Was the badness in futex_wait problem ever resolved?
-- Jamie
No, I still get them in 2.6.4
To my knowledge, they only happen when one thread is blocked in a system
call
and another thread makes a system("foo bar") call.
The blocked thread will return with EINTR.
I see this usually in sem_wait, but also in epoll_wait sometimes.
Is it possible system() is causing the wrong process to get woken up?
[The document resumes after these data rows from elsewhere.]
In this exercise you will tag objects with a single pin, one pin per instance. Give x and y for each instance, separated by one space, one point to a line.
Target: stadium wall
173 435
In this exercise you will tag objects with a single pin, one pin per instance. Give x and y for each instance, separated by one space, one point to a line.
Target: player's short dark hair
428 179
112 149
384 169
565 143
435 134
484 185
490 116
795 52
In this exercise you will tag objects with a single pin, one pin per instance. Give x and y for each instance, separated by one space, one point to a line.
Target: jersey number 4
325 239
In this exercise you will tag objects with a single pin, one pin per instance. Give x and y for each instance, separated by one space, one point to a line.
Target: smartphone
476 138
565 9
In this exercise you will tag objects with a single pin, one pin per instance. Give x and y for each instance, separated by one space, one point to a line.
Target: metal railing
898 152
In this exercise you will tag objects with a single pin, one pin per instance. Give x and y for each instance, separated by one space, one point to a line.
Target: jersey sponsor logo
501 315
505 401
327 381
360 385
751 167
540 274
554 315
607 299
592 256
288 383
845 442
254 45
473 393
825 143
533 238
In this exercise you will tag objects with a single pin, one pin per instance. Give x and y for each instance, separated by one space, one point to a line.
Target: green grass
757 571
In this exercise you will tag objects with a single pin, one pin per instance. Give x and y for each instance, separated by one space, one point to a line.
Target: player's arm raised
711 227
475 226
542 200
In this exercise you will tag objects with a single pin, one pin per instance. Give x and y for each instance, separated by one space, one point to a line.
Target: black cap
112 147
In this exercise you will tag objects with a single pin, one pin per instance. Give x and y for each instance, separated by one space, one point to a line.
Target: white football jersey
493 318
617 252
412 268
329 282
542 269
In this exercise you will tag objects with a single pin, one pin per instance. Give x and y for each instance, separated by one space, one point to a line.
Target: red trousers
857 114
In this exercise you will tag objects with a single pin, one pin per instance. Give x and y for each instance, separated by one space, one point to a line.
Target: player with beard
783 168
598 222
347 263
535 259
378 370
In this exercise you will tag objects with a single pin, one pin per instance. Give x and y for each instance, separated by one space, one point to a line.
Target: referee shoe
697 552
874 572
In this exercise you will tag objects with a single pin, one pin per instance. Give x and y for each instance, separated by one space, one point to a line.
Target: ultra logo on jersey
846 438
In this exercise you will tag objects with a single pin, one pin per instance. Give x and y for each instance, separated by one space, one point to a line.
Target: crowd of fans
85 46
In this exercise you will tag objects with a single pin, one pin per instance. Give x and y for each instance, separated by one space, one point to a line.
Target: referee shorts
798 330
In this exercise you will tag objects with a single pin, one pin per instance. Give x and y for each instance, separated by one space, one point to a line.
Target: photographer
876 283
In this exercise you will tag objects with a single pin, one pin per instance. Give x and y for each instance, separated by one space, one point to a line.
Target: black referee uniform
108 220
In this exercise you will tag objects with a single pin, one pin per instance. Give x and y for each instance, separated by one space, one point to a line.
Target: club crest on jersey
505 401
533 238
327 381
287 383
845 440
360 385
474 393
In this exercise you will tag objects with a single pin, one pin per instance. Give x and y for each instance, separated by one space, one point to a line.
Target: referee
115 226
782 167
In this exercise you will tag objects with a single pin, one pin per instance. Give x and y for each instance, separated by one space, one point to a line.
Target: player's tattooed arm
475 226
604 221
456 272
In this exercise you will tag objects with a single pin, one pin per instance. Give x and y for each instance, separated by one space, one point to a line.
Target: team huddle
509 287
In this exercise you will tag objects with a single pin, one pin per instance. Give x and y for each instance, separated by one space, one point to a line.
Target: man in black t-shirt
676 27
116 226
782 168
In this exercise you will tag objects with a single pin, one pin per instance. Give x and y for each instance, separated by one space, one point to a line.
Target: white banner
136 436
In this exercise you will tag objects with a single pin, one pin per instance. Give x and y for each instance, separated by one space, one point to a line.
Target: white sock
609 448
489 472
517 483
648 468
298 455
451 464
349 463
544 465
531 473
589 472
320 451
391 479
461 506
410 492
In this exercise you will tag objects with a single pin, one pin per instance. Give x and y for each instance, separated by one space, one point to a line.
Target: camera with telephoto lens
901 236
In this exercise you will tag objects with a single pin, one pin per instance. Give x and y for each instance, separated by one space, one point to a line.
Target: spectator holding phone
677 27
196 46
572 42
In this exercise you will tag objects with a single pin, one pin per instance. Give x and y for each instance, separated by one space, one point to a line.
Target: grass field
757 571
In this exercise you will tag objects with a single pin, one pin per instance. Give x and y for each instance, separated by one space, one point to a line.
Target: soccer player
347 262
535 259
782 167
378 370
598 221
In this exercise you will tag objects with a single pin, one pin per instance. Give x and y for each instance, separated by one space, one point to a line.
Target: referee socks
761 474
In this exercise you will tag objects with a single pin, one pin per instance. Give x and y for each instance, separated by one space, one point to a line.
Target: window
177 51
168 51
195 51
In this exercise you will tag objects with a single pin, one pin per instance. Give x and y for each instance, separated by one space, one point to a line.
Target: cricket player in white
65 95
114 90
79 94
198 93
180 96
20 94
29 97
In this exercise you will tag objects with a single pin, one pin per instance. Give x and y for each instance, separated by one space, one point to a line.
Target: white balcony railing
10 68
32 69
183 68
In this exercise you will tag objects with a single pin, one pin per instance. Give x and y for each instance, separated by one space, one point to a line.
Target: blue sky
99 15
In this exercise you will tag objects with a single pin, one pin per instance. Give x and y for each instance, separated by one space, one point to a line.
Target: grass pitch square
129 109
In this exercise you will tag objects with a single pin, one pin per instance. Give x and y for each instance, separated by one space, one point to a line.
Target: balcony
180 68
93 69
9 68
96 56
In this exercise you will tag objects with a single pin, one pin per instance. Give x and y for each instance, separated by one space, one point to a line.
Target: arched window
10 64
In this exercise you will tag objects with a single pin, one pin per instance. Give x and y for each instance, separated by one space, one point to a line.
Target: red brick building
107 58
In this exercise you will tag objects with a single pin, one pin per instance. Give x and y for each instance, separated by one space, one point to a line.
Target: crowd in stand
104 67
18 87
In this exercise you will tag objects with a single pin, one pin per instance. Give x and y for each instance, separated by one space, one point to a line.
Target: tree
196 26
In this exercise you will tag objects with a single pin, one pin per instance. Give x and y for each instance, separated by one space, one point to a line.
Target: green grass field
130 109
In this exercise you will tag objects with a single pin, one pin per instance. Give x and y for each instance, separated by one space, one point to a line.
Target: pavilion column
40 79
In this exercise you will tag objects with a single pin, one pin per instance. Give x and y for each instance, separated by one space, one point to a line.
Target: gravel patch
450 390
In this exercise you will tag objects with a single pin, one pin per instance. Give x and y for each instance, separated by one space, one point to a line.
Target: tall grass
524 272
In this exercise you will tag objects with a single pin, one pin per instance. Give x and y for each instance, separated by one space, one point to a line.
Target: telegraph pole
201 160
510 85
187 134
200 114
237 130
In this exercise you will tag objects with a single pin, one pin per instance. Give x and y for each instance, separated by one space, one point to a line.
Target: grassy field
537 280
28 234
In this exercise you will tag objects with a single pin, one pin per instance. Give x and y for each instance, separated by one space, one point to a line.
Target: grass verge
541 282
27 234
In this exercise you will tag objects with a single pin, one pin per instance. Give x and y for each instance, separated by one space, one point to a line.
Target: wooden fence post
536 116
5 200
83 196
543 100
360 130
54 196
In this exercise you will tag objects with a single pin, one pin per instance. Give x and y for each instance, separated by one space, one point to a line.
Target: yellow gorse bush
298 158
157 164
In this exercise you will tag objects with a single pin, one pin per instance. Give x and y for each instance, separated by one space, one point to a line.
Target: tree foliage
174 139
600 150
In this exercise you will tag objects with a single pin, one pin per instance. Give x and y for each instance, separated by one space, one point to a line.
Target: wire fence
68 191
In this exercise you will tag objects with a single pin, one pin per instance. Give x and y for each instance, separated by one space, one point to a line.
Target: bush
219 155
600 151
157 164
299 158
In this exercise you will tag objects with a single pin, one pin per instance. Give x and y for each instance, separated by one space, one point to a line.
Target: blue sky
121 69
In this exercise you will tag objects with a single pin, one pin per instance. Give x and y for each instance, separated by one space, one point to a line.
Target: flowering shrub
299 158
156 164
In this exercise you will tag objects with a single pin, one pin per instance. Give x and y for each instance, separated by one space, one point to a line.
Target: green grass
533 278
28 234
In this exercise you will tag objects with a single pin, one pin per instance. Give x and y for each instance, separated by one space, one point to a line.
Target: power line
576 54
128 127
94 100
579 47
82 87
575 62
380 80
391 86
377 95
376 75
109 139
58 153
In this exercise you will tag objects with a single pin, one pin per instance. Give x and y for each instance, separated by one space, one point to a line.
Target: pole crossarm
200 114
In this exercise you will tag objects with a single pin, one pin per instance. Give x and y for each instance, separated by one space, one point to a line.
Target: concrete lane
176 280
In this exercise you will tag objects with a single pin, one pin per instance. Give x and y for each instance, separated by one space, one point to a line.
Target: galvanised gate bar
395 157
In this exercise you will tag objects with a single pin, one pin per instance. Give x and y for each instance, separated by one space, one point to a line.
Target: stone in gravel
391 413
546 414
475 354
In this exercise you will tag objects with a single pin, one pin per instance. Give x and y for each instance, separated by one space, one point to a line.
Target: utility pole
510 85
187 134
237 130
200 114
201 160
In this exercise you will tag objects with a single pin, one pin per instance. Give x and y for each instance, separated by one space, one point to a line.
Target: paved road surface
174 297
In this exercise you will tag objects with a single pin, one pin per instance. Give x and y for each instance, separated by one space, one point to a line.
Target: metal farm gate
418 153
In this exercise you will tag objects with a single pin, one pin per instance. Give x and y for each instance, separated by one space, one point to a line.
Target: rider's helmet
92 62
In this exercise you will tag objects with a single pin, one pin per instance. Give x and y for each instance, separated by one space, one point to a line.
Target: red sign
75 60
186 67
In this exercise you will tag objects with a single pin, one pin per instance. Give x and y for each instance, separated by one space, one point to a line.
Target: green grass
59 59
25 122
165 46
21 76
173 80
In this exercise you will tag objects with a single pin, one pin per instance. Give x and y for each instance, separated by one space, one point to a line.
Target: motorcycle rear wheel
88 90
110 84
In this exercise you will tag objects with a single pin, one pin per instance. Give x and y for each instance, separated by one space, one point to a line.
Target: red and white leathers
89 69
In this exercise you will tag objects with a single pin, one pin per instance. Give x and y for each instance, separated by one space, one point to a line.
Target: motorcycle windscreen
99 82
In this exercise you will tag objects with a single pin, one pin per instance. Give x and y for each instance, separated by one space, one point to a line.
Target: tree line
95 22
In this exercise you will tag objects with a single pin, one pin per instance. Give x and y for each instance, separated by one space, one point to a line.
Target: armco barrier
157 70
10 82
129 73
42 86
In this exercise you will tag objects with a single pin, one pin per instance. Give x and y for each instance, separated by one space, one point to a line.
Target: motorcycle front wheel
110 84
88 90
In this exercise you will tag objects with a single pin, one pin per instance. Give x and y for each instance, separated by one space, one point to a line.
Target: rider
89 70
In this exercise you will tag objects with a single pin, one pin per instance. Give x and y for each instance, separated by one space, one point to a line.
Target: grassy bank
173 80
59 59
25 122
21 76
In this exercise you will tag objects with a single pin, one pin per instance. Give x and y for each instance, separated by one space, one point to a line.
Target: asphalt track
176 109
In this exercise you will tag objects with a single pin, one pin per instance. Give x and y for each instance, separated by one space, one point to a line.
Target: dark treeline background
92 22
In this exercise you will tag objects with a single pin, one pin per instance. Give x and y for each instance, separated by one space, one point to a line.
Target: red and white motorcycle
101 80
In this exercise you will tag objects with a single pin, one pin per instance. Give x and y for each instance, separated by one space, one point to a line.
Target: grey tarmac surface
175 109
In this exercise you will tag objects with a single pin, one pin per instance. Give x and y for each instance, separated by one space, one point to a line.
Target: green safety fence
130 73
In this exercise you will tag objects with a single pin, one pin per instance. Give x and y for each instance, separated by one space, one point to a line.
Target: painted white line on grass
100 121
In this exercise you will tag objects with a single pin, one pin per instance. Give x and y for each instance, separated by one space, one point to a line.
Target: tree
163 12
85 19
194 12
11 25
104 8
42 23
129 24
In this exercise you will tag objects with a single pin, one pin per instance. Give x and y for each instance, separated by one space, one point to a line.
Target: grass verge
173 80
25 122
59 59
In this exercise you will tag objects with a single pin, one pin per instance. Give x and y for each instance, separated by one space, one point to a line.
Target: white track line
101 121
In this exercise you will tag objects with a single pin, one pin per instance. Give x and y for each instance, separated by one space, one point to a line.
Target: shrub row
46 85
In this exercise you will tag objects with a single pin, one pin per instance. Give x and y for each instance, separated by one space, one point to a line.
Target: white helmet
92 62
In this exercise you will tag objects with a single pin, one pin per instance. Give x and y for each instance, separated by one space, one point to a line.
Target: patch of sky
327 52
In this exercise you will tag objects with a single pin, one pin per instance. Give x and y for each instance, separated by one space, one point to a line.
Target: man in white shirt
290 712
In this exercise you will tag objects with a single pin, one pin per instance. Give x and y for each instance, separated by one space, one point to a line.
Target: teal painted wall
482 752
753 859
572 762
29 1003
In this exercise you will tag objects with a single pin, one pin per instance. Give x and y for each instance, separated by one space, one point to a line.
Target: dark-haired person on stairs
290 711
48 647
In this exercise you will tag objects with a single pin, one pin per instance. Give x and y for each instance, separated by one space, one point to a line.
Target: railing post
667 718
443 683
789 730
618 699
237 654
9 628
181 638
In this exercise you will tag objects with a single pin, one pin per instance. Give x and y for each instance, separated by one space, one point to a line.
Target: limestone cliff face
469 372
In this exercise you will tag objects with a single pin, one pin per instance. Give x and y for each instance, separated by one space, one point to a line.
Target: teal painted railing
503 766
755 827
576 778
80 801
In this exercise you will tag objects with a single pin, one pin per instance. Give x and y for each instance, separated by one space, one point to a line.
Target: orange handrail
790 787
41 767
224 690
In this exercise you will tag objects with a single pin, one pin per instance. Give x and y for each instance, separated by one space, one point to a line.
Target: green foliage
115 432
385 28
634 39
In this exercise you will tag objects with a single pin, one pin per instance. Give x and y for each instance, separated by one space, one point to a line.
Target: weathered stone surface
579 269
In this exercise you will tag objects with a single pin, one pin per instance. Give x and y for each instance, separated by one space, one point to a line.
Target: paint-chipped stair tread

Let me know if you need any further information, I can reproduce it
consistently.
Jamie Lokier wrote:
>Was the badness in futex_wait problem ever resolved?
>
>-- Jamie
>
>
Dirk Morris wrote:
> Let me know if you need any further information, I can reproduce it
> consistently.
If you have a small test program (or pair of programs) that
consistently triggers this message on any machine running 2.6.4, that
would be very helpful indeed.
-- Jamie
Jamie Lokier wrote:
>If you have a small test program (or pair of programs) that
>consistently triggers this message on any machine running 2.6.4, that
>would be very helpful indeed.
>
>
Here ya go. :)
* $Id: foo.c,v 1.00 2004/03/31 10:51:19 dmorris Exp $ */
/* gcc foo.c -o foo -pthread */
#include <stdlib.h>
#include <stdio.h>
#include <unistd.h>
#include <pthread.h>
#include <semaphore.h>
sem_t sem;
void* make_system_call (void* arg)
{
while(1) {
sleep(1);
system("/bin/true");
}
return NULL;
}
int main(void)
{
pthread_t id;
sem_init(&sem,0,0);
pthread_create(&id,NULL,make_system_call,NULL);
while (sem_wait(&sem)<0)
perror("sem_wait");
return 0;
}
Output for me is :
~ # uname
-a
[dmorris @ gobbles]
Linux gobbles 2.6.4 #2 SMP Mon Mar 29 17:15:08 PST 2004 i686 GNU/Linux
~ #
./foo
[dmorris @ gobbles]
sem_wait: Interrupted system call
sem_wait: Interrupted system call
sem_wait: Interrupted system call
sem_wait: Interrupted system call
...
meanwhile kern.log spits out:
Mar 30 16:40:23 gobbles kernel: Badness in futex_wait at kernel/futex.c:508
Mar 30 16:40:23 gobbles kernel: Call Trace:
Mar 30 16:40:23 gobbles kernel: [<c0139a28>] futex_wait+0x1a8/0x1c0
Mar 30 16:40:23 gobbles kernel: [<c011efc0>] default_wake_function+0x0/0x20
Mar 30 16:40:23 gobbles kernel: [<c011efc0>] default_wake_function+0x0/0x20
Mar 30 16:40:23 gobbles kernel: [<c012d020>] do_timer+0xc0/0xd0
Mar 30 16:40:23 gobbles kernel: [<c0139d30>] do_futex+0x70/0x80
Mar 30 16:40:23 gobbles kernel: [<c0139e64>] sys_futex+0x124/0x140
Mar 30 16:40:23 gobbles kernel: [<c015ef11>] sys_write+0x61/0x70
Mar 30 16:40:23 gobbles kernel: [<c01095db>] syscall_call+0x7/0xb
Mar 30 16:40:23 gobbles kernel:
I can do this on multiple machines, so I won't include all the box info.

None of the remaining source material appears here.